NIM12001 - Class 1: Calculating Class 1 NICs for Directors: Introduction

The legislation on employed earners and Class 1 contributions applies to directors unless otherwise stated or specific administrative concessions apply.

Payments to a director are liable for Class 1 contributions because a directorship is an office (ESM2501 for offices generally and ESM4040 for directors) and therefore within the definition of “employed earner” in section 2(1)(a) of the Social Security Contributions and Benefits Act 1992.

Normally payments to a director, for acting as a director, are earnings for Class 1 but there are exceptions. These are where the conditions of regulation 27 of the Social Security (Contributions) Regulations 2001 (SSCR 2001) (SI 2001 No 1004) are satisfied for certain payments to professional people and to nominee directors (NIM12004). There is also an administrative concession where a non-resident director only attends board meetings in Great Britain & Northern Ireland (NIM12013).

Directors can also be shareholders in their companies so payments to them can be in that capacity rather than as directors (NIM12012). Particular care needs to be exercised when considering whether payments to directors are advance payments of earnings under regulation 22 of SSCR 2001 (NIM12014).

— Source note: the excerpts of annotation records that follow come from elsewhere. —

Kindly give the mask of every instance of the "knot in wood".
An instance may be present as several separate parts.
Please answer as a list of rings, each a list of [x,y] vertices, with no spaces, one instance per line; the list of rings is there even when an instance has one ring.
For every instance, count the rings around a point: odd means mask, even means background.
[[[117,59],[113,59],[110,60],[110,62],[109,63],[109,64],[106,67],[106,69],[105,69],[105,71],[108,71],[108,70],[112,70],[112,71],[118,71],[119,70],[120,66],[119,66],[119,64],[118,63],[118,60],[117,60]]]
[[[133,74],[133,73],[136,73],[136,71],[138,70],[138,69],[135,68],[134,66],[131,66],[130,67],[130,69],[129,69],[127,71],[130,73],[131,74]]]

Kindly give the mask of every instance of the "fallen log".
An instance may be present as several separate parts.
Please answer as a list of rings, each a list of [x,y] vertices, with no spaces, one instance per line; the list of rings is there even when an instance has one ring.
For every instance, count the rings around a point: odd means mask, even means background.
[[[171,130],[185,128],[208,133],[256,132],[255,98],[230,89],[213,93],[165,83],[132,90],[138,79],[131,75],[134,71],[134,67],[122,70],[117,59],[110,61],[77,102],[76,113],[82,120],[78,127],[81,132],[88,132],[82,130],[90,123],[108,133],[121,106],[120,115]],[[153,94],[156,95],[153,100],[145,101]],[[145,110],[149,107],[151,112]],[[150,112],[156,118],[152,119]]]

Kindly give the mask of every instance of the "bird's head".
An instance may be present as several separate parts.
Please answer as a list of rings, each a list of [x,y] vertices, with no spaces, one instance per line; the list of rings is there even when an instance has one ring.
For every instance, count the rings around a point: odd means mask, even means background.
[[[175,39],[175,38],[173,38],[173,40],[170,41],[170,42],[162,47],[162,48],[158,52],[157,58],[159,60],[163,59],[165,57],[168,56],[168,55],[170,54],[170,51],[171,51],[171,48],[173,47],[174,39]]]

Unlike other employed earners, the earnings period of a director, as defined in the legislation, is normally the year in which the earnings are paid (regulation 8 of SSCR 2001) (NIM12021). An earnings period for a director is therefore commonly designated an annual earnings period (AEP) although it is not a term used in the legislation. Without the legislation, which was introduced from 6 April 1983, a director could be voted the whole of his or her remuneration in one week of the tax year and avoid most of his or her Class 1 primary liability because of the weekly or monthly Upper Earnings Limit (UEL).